Белый свет вырывается из чертога, освещая наши тела и оживляя дерево. Ветви начинают двигаться и шелестеть и вот уже сотни серебряных бутонов распускаются над нашими головами, осыпая золотым дождем благодати. Златовласка восторженно жмурится, подставляя свое лицо творящемуся над ней волшебству.
— Что это? — широко распахнув удивленно-синие глаза спрашивает она.
— Дерево приняло дар наших сердец, — шепчу я, притягивая к себе теперь уже настоящую жену для поцелуя. До синеглазки похоже начинает что-то доходить, и она поворачивает руку, обнаружив на ней все тот же так ненавистный ей знак Кта.
— Ты же сказал, что можешь убрать? — она начинает возмущенно шипеть, ударяя в меня кулаками.

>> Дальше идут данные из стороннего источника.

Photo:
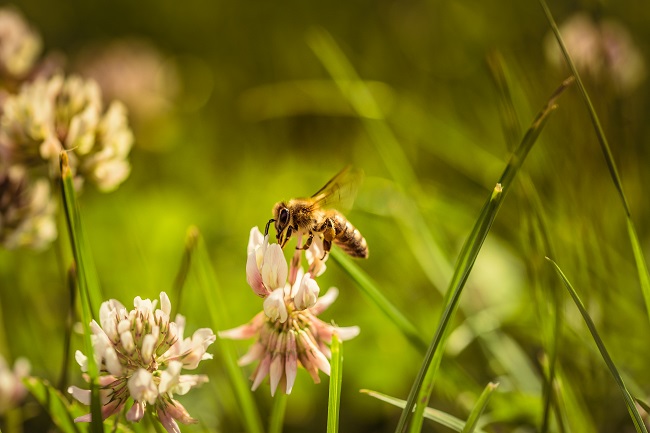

— Уберу, — мне становится смешно от ее разъяренно-растерянного вида. Хочу уложить ее на постель и целовать эти сердитые губы. Бесконечно. Я устал от этой муки неутоленной жажды моего тела. — Сейчас вернемся в спальню, и уберу.
— Ты что только что сделал? — испуганно замирает она.
— Я на тебе женился, ма эя — алые губы ошеломленно раскрываются, и я забираю их себе. Все без остатка. Пью и хмелею, не в силах оторваться. Пьяно-сладкая. Нежная. Моя. Теперь навечно моя. Ма эя — мой свет утренней звезды.